Atatürk Havaalanı’nda yalnızca yöre kuşları tüfekle kışkışlanırken dünyanın en büyük göç yolundaki yeni havaalanında “sinyaller” kullanılıp kuşlara yem verilecekmiş. Gel de gülme…

***

Bakın uzmanlar ne diyor?
Doğa Derneği Genel Direktörü Engin Yılmaz:
“Göçmen kuşlar, her yıl iki kere yaptıkları binlerce kilometrelik yolculuklarını, son buzul çağından bu yana aynı rotalar üzerinden sürdürüyor. Deniz üzerinden göç edemeyen milyonlarca kuş ise İstanbul gibi darboğazlarda yoğunlaşıyor. Kuşların doğal göç rotalarını, beslenme ve dinlenme alanlarını değiştirmeyi iddia etmek ciddiye alınamayacak ölçüde bilimsel gerçeklerden uzak bir açıklamadır.
İddia edilenin aksine, havalimanı üzerinde oluşacak sıcak hava termalleri yüzünden kartallar, leylekler gibi süzülerek uçan kuşların bu noktada daha fazla toplanma riski var. Doğanın yok olmasına sebep olanlar, uçakların kuşlara çarpması sonucunda meydana gelecek kazaların ve buna bağlı kuş ve insan ölümlerinin vebalinden de çekinmiyorlar!”

‘Kuşlara yeni yol öğretmek imkansız ve gülünçtür’
İstanbul Üniversitesi Orman Fakültesi öğretim görevlisi Ergün Bucak:
“Kuşlara yeni yollar öğretip göç yolunun değiştirilmesi gülünçtür! Binlerce yıldır aynı güzergâhı kullanan kuşlar için göç güzergâhını değiştirmek mümkün değil. Ses yayan aygıtlar ya da yem vererek bunu yapma fikri mantığa aykırıdır!”
Aynı fakülteden kuşbilimci Doç. Dr. Zeynel Aslangündoğdu:
“110 kilometrekarelik bu alan 200’den fazla kuş türünün göç yoludur. Bu frekansları 200 kuş türüne nasıl öğreteceksiniz?
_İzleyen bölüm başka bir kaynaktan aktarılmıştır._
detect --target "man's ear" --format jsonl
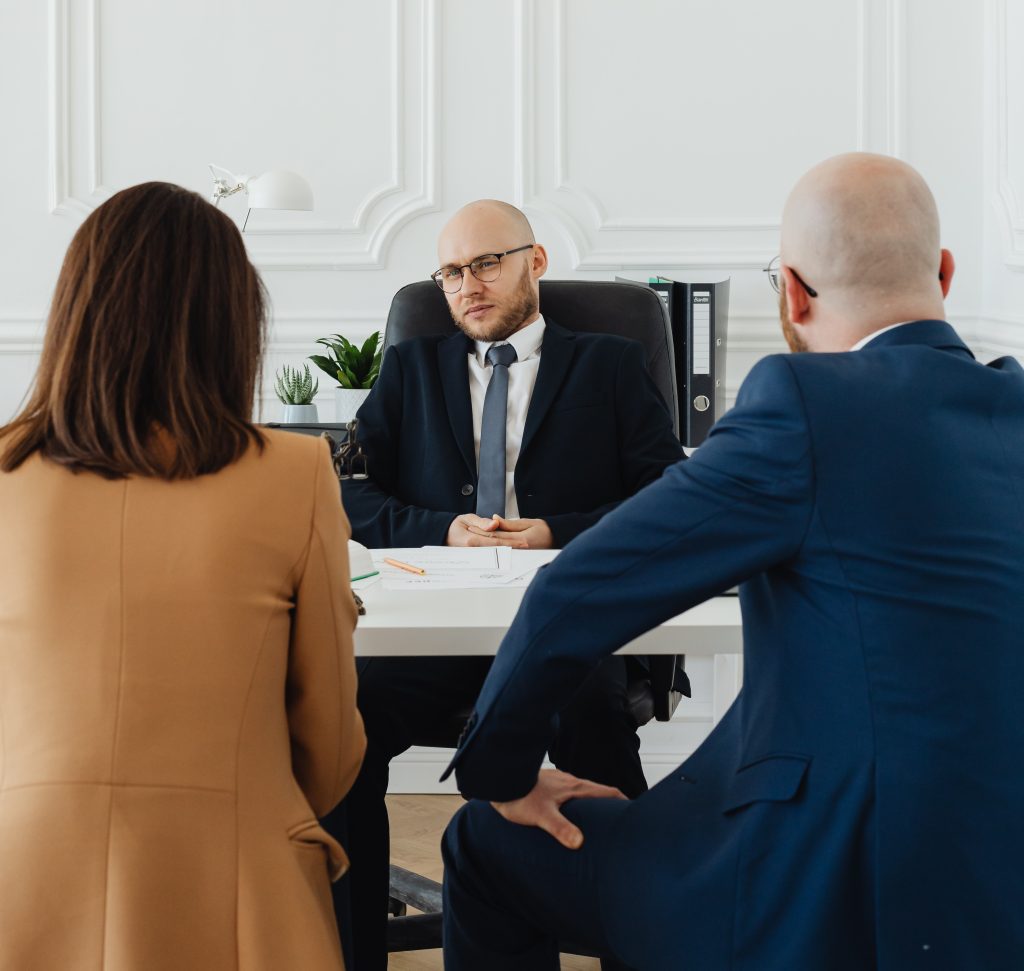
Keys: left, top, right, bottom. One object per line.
{"left": 531, "top": 243, "right": 549, "bottom": 280}
{"left": 781, "top": 265, "right": 812, "bottom": 323}
{"left": 938, "top": 248, "right": 955, "bottom": 298}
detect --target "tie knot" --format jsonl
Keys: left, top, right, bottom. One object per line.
{"left": 486, "top": 343, "right": 517, "bottom": 369}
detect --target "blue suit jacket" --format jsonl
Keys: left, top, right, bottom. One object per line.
{"left": 445, "top": 321, "right": 1024, "bottom": 969}
{"left": 342, "top": 320, "right": 684, "bottom": 549}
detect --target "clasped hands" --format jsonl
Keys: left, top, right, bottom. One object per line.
{"left": 446, "top": 513, "right": 553, "bottom": 549}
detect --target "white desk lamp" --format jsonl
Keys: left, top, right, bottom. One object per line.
{"left": 209, "top": 164, "right": 314, "bottom": 230}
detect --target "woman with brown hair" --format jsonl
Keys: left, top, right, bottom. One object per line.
{"left": 0, "top": 182, "right": 365, "bottom": 970}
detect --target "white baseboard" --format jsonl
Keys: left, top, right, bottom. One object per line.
{"left": 388, "top": 748, "right": 461, "bottom": 794}
{"left": 387, "top": 747, "right": 697, "bottom": 794}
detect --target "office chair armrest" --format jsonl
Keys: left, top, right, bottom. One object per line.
{"left": 649, "top": 654, "right": 690, "bottom": 722}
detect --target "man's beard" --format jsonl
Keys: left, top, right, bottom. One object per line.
{"left": 779, "top": 287, "right": 808, "bottom": 353}
{"left": 450, "top": 262, "right": 538, "bottom": 343}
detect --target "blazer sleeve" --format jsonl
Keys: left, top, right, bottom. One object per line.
{"left": 287, "top": 440, "right": 366, "bottom": 818}
{"left": 444, "top": 355, "right": 815, "bottom": 800}
{"left": 544, "top": 339, "right": 686, "bottom": 547}
{"left": 341, "top": 346, "right": 458, "bottom": 548}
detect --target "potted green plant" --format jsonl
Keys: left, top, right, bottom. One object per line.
{"left": 309, "top": 331, "right": 383, "bottom": 422}
{"left": 274, "top": 363, "right": 319, "bottom": 423}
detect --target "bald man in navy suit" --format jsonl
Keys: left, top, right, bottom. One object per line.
{"left": 441, "top": 155, "right": 1024, "bottom": 970}
{"left": 328, "top": 200, "right": 685, "bottom": 970}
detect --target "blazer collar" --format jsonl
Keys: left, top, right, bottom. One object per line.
{"left": 438, "top": 330, "right": 477, "bottom": 476}
{"left": 520, "top": 319, "right": 576, "bottom": 459}
{"left": 859, "top": 319, "right": 974, "bottom": 359}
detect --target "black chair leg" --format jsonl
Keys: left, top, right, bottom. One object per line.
{"left": 387, "top": 913, "right": 444, "bottom": 952}
{"left": 386, "top": 895, "right": 407, "bottom": 917}
{"left": 387, "top": 865, "right": 444, "bottom": 952}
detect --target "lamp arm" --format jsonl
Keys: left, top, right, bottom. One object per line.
{"left": 208, "top": 163, "right": 249, "bottom": 206}
{"left": 211, "top": 180, "right": 248, "bottom": 206}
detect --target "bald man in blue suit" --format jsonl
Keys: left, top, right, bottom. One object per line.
{"left": 440, "top": 154, "right": 1024, "bottom": 970}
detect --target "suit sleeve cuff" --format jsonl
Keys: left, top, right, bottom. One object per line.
{"left": 544, "top": 508, "right": 616, "bottom": 548}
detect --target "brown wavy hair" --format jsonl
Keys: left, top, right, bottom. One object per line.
{"left": 0, "top": 181, "right": 267, "bottom": 479}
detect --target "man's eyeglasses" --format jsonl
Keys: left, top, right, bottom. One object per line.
{"left": 763, "top": 255, "right": 818, "bottom": 298}
{"left": 431, "top": 244, "right": 535, "bottom": 294}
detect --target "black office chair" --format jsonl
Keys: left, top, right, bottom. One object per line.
{"left": 383, "top": 279, "right": 691, "bottom": 964}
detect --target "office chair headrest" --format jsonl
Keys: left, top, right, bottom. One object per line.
{"left": 383, "top": 279, "right": 678, "bottom": 434}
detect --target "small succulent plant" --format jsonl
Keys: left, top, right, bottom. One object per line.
{"left": 310, "top": 332, "right": 382, "bottom": 390}
{"left": 274, "top": 363, "right": 319, "bottom": 405}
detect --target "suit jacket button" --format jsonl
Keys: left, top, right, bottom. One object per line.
{"left": 461, "top": 484, "right": 474, "bottom": 496}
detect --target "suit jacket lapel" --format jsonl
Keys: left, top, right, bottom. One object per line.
{"left": 437, "top": 332, "right": 477, "bottom": 477}
{"left": 520, "top": 321, "right": 576, "bottom": 459}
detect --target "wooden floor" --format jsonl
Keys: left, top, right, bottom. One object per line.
{"left": 386, "top": 794, "right": 601, "bottom": 971}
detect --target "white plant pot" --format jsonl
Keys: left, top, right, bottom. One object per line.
{"left": 335, "top": 388, "right": 371, "bottom": 422}
{"left": 281, "top": 403, "right": 319, "bottom": 423}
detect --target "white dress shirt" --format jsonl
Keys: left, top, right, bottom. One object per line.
{"left": 849, "top": 321, "right": 913, "bottom": 351}
{"left": 468, "top": 315, "right": 546, "bottom": 519}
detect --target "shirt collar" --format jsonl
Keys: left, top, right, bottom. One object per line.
{"left": 473, "top": 314, "right": 546, "bottom": 367}
{"left": 848, "top": 321, "right": 914, "bottom": 351}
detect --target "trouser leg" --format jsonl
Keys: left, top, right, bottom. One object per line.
{"left": 549, "top": 655, "right": 648, "bottom": 799}
{"left": 323, "top": 655, "right": 490, "bottom": 971}
{"left": 324, "top": 732, "right": 393, "bottom": 971}
{"left": 442, "top": 796, "right": 631, "bottom": 971}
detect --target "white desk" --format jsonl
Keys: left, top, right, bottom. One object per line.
{"left": 353, "top": 550, "right": 743, "bottom": 657}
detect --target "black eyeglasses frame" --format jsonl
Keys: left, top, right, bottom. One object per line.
{"left": 763, "top": 255, "right": 818, "bottom": 298}
{"left": 431, "top": 244, "right": 535, "bottom": 294}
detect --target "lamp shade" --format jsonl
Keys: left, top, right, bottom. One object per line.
{"left": 246, "top": 170, "right": 314, "bottom": 211}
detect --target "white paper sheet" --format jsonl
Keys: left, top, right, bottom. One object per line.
{"left": 372, "top": 546, "right": 534, "bottom": 589}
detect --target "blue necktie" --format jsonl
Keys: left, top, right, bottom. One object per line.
{"left": 476, "top": 343, "right": 518, "bottom": 519}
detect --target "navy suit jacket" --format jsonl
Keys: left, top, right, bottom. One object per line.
{"left": 342, "top": 320, "right": 684, "bottom": 549}
{"left": 445, "top": 321, "right": 1024, "bottom": 969}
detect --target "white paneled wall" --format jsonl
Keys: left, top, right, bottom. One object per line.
{"left": 0, "top": 1, "right": 1015, "bottom": 790}
{"left": 981, "top": 0, "right": 1024, "bottom": 361}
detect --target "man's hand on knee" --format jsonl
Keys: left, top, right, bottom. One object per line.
{"left": 490, "top": 768, "right": 626, "bottom": 849}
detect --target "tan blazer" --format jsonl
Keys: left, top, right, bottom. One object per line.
{"left": 0, "top": 429, "right": 365, "bottom": 971}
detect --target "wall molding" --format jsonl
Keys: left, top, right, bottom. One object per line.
{"left": 882, "top": 0, "right": 907, "bottom": 159}
{"left": 514, "top": 0, "right": 907, "bottom": 270}
{"left": 266, "top": 312, "right": 383, "bottom": 343}
{"left": 48, "top": 0, "right": 107, "bottom": 214}
{"left": 0, "top": 310, "right": 793, "bottom": 362}
{"left": 973, "top": 312, "right": 1024, "bottom": 358}
{"left": 245, "top": 0, "right": 404, "bottom": 238}
{"left": 0, "top": 316, "right": 48, "bottom": 354}
{"left": 20, "top": 312, "right": 992, "bottom": 363}
{"left": 990, "top": 0, "right": 1024, "bottom": 270}
{"left": 47, "top": 0, "right": 441, "bottom": 269}
{"left": 253, "top": 0, "right": 442, "bottom": 269}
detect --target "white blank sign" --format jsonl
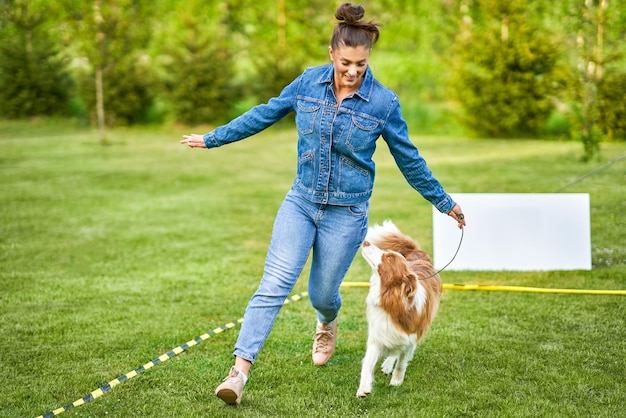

Böyle bir çalışmaya ömür yetmez. On binlerce yıl içinde oluşmuş bu rotaları sadece tecrübeli kuşlar bilir, sürüyü onlar yönlendirir!”

***

Son haftanın birkaç haberini özetleyelim. Cuma günü Atatürk Havaalanı iç hatlar terminali gidiş katında yağan yağmurdan tavanın çökmesi sonucu, 3 güvenlik görevlisi ve 1 yolcu yaralandı.
İstanbul’un Asya yakasına hizmet veren Sabiha Gökçen Havaalanı’nın 2. pistin ihalesi bir yıl önce yapılmış ama nedense uygulamaya geçilememişti. Tanık olduğum iki gözlemim var. Cuma günü Esenboğa Havaalanı’nda 106 numaralı kapıdan geçip körük içinde yürürken yağan yağmurdan yerde neredeyse sel akıyordu. Aynı olaya dönüşte Sabiha Gökçen’de de tanık oldum! Bu yeni iki havaalanında böyle bakımsızlık olursa, varın geleceği düşünün!
Atatürk Havaalanı’ndaki trafik yoğunluğu, inen kalkan pek çok yerli-yabancı uçaktaki aktarmalı yolculardan kaynaklanıyor. Ankara ve İstanbul havaalanları arasında bir iş bölümü yapılabilir. Doğu’ya gidecek yolcular Ankara’da, Batı’ya uçacaklar da İstanbul’da Atatürk ve Sabiha Gökçen’den aktarılırlarsa, yük azalır. 3. havaalanına da gerek kalmaz. Kaldı ki Ankara Sanayi Odası bu amaçla Esenboğa’ya yapılacak yeni yatırıma maddi destek sağlayacağını açıkladı.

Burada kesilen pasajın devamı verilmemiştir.